Each A Weird Lunatic
…in his or her own way of course.
As you’d expect, I continue to read Slavoj Zizek — with more care the second time around. The European intellectual wrestles with the problem that confounds me: how to address a virulent ethnic hatred that matastasizes as a ravenous cancer in our society. Our President and his party seek their advantage to feed this fever.
Here is a quote from Zizek that caused me to pause long enough to write the words down.
The way to fight ethnic hatred effectively
is not through its immediate counterpart,
ethnic tolerance; on the contrary,
what we need
is even more hatred,
but the proper political hatred,
the hatred directed
at the common political enemy.
— excerpt The Courage of Hopelessness p. 174
What merits hate, full on, unconditional antipathy? That is not the immigrant, those who happen to be of a different racial, of cultural heritage than myself. What is the political common enemy, the threat to every life, the general darkness that threatens us all?
An idea about that is gradually coming into focus…….
And what about the weirdness, the truly difficult differences in life-ways and outlook between myself and “the other” immigrant?
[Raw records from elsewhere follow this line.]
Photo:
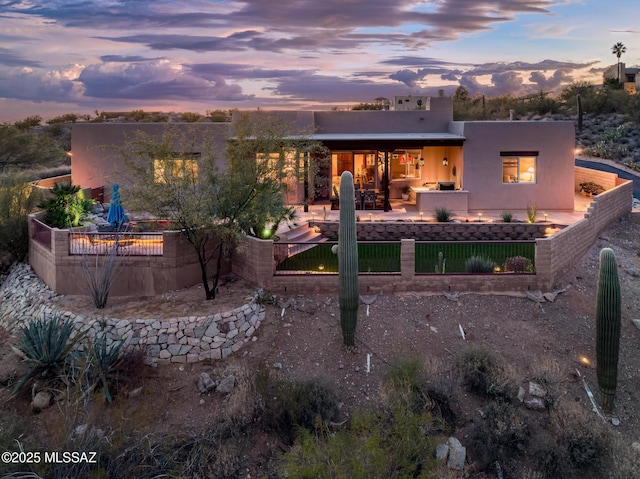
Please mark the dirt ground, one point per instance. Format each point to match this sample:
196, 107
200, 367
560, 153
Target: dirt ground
305, 342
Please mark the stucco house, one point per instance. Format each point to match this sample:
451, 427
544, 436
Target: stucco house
465, 166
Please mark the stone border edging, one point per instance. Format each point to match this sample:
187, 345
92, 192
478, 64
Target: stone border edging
186, 339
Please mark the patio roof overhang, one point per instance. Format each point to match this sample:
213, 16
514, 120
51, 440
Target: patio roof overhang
387, 141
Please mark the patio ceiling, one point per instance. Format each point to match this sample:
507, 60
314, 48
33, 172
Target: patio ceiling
387, 141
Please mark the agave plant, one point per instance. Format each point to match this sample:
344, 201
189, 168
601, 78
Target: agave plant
103, 365
46, 346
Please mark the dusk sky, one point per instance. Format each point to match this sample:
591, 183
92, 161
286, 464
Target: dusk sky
60, 56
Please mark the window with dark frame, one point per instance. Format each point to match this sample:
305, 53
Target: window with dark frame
519, 167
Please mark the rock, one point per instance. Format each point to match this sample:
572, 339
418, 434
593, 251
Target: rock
536, 296
41, 401
457, 454
205, 383
442, 451
135, 392
537, 390
226, 385
535, 403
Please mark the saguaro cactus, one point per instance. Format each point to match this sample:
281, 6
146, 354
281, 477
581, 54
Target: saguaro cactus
348, 260
580, 112
608, 314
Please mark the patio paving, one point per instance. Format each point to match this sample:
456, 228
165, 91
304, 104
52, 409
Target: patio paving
407, 210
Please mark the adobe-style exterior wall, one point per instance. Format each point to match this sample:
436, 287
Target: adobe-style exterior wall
556, 254
425, 231
95, 162
177, 340
177, 268
602, 178
482, 175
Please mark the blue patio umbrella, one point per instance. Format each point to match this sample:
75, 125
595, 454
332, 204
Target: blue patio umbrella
116, 214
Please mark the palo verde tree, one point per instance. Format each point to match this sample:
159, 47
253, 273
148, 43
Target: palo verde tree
179, 177
20, 148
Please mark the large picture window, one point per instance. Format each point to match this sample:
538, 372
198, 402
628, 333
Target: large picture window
519, 168
165, 169
405, 164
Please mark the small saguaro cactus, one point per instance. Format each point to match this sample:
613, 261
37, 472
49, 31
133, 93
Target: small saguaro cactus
348, 261
580, 112
608, 315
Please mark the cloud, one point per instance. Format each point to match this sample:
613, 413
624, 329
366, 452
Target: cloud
154, 80
126, 58
280, 25
10, 59
37, 85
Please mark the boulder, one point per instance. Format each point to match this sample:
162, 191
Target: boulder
205, 383
41, 401
226, 385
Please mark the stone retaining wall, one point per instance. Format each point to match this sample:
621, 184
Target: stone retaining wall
187, 339
427, 231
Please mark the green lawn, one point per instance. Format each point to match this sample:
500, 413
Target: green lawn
382, 257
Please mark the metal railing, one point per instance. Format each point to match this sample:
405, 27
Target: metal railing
456, 253
130, 244
41, 233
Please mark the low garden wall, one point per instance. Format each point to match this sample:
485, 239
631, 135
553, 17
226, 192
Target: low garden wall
427, 231
178, 340
554, 255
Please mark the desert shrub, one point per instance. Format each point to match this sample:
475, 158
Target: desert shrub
479, 264
506, 216
405, 385
103, 365
503, 432
442, 215
289, 405
17, 200
389, 444
518, 264
480, 372
591, 187
532, 212
46, 346
583, 438
67, 207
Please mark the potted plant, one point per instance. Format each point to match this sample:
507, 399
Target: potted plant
406, 191
590, 188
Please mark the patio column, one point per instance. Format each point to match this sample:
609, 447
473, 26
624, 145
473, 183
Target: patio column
385, 182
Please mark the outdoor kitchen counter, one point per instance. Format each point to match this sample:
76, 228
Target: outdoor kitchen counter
428, 199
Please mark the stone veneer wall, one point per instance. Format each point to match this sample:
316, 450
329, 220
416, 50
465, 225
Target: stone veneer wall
187, 339
426, 231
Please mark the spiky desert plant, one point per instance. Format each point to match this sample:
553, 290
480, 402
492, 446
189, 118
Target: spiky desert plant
46, 346
580, 112
348, 261
608, 314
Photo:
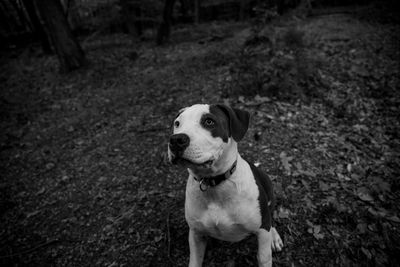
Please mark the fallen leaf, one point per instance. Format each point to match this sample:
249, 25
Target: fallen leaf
323, 186
285, 161
366, 252
394, 218
364, 194
283, 213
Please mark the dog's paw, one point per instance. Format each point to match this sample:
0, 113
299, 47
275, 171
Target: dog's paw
277, 243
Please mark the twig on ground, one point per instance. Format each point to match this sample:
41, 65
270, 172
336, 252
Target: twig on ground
156, 129
168, 238
47, 243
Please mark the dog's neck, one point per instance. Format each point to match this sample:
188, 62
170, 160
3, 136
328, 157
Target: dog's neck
220, 166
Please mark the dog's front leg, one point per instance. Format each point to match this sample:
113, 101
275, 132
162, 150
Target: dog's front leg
197, 245
264, 255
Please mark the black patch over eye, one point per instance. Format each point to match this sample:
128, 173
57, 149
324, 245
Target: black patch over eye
208, 122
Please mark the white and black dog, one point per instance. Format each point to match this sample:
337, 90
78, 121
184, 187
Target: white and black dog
227, 197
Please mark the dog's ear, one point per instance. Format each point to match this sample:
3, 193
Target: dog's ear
238, 121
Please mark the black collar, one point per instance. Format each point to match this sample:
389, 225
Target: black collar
206, 182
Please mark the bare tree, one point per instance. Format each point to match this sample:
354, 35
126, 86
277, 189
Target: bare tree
132, 13
69, 52
37, 25
164, 30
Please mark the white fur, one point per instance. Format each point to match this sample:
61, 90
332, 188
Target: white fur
229, 211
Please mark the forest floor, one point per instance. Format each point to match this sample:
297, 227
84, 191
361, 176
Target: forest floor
84, 175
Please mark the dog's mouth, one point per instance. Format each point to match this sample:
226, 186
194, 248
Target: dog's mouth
187, 162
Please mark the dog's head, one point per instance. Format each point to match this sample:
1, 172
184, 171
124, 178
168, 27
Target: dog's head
201, 134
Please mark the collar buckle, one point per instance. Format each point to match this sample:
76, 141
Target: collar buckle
203, 186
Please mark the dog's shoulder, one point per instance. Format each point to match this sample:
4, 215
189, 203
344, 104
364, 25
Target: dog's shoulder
266, 200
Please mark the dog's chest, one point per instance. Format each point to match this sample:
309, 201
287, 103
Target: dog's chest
228, 216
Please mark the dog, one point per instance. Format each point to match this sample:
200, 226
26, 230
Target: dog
227, 197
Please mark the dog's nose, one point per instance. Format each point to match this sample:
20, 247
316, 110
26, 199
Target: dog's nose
178, 142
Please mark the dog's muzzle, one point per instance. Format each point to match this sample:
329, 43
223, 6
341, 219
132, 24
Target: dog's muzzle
178, 143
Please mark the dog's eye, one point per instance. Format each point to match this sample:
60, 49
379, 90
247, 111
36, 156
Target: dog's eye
209, 122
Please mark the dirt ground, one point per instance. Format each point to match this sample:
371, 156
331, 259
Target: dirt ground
84, 175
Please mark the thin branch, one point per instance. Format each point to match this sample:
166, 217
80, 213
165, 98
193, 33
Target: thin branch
47, 243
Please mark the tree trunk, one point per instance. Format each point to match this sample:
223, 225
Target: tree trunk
37, 26
164, 31
132, 13
21, 16
242, 9
69, 52
196, 11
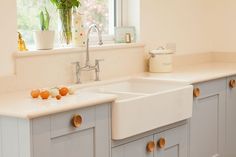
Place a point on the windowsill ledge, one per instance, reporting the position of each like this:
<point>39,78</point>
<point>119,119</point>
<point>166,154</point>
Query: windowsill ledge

Zizek offers this from G. K. Chesterson:
The simplest truth about man is that he is a very strange being; almost in the sense of being a stranger on the earth. In all sobriety, he has much more of the external appearance of one bringing alien habits from another land than of a mere growth of this one. He has an unfair advantage and an unfair disadvantage. He cannot sleep in his own skin; he cannot trust his own instincts. He is at once a creature moving miraculous hands and fingers and a kind of cripple. He is wrapped in artificial bandages called clothes; he is propped on artificial crutches called furniture. His mind has the doubtful liberties and the same wild limitations. Alone among the animals, he is shaken with the beautiful madness called laughter; as if he had caught sight of some secret in the very shape of the universe hidden from the universe itself. Alone among the animals he feels the need of averting his thought from the root realities of his own bodily being; of hiding them as in the presence of some higher possibility which creates the mystery of shame. Whether we praise these things as natural to man or abuse them as artificial in nature, they remain in the same sense unique.
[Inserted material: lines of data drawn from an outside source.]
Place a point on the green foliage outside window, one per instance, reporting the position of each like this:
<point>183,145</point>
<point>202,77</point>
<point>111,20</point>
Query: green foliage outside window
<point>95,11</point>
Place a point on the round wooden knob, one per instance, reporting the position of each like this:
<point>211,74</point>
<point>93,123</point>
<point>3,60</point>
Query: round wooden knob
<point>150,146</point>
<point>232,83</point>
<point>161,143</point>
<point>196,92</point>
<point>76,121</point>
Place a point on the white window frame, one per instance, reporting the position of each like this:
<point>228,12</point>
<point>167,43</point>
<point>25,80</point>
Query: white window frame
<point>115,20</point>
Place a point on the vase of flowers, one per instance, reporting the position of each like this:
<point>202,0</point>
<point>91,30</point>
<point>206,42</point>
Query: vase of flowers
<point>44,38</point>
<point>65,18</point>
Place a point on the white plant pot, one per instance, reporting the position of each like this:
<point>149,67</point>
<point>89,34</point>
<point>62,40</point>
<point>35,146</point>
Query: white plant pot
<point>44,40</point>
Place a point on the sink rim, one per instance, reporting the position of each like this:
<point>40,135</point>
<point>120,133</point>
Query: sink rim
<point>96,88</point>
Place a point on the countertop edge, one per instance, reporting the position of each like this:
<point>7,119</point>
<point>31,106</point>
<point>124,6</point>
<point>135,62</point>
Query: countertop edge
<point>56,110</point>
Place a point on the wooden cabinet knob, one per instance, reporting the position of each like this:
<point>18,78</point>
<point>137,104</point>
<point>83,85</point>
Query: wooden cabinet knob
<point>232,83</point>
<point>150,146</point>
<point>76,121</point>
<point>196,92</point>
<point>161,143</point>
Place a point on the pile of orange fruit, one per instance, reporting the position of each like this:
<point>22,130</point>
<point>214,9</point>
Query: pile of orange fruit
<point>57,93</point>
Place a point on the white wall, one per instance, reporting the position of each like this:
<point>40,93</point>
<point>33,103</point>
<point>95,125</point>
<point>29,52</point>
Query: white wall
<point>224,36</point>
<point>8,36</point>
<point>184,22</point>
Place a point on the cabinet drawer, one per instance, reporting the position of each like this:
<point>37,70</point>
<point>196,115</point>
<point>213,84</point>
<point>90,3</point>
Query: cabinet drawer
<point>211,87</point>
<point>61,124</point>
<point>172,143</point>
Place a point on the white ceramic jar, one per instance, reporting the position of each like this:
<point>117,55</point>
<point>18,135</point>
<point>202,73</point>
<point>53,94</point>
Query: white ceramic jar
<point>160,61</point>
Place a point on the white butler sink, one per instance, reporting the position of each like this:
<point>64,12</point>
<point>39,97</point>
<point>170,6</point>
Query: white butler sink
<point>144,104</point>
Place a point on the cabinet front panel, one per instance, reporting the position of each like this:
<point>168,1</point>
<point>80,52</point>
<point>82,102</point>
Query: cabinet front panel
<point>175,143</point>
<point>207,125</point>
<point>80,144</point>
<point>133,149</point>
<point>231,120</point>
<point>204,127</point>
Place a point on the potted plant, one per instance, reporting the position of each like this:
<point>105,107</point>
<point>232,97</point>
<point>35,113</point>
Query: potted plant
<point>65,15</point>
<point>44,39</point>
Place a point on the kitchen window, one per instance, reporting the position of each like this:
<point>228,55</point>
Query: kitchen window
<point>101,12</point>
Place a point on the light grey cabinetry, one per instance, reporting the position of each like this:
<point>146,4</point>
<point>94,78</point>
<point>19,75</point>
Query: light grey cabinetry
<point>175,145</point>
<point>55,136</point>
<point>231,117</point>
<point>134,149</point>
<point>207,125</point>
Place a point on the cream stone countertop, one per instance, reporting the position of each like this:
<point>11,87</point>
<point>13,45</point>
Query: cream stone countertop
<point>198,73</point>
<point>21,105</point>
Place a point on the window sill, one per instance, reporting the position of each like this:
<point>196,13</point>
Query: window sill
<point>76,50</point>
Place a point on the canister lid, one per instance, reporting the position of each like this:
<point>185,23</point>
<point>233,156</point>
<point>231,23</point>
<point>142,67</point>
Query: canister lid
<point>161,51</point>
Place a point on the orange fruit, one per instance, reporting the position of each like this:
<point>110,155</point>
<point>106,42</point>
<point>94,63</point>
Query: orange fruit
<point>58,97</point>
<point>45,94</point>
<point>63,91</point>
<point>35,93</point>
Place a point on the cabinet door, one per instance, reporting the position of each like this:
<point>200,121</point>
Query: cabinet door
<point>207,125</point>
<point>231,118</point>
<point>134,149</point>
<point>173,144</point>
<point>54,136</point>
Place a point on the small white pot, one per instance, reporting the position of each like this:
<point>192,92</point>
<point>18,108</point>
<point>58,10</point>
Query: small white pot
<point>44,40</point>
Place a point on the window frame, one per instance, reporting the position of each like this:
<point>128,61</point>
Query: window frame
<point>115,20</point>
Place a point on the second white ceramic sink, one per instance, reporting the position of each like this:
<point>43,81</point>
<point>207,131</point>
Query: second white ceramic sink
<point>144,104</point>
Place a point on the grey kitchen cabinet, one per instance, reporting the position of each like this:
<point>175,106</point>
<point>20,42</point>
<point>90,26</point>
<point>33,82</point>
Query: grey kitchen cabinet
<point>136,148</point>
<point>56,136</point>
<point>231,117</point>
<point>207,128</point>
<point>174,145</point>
— excerpt The Everlasting Man, G. K Chesterton chapt. 1-i
And these followup lines from Zizek:
We are all, each in our own way, weird lunatics…..
To go through a zero-point of ‘de-naturalization’ if we want to engage in a long and difficult process of universal solidarity, of constructing a Cause that is strong enough to transverse different communities. …if we want this we have to become universal in ourselves, relate ourselves as universal by acquiring a distance toward our life-world. Hard and painful work is needed. p. 181
THE TASK IS THEREFORE not to idealize refugees but to accept them the way they are, equal to ourselves not in their humanity, but in their unprincipled opportunism and petty perversions. p. 183
2 thoughts on “Each A Weird Lunatic”
I tend to do two things when it comes to this kind of analysis: I over simplify and, at the same time, I overcomplicate the scenario of the human condition.
On one hand it seems that an understanding of where we are as a species is fairly straightforward. At least to me, I view our situation as having been brought about by a sense of self-importance and entitlement and that we have become blind to our place within nature. The gist of the a portion of the book of Genesis tells us that an ostensibly omniscient, magical being has given us dominion over all of the earth and the animals around us. From that perspective alone, we’re screwed, and so is the planet that is our only home. No species is above the laws of nature, but we somehow have come to believe that those laws do not apply to Homo sapiens.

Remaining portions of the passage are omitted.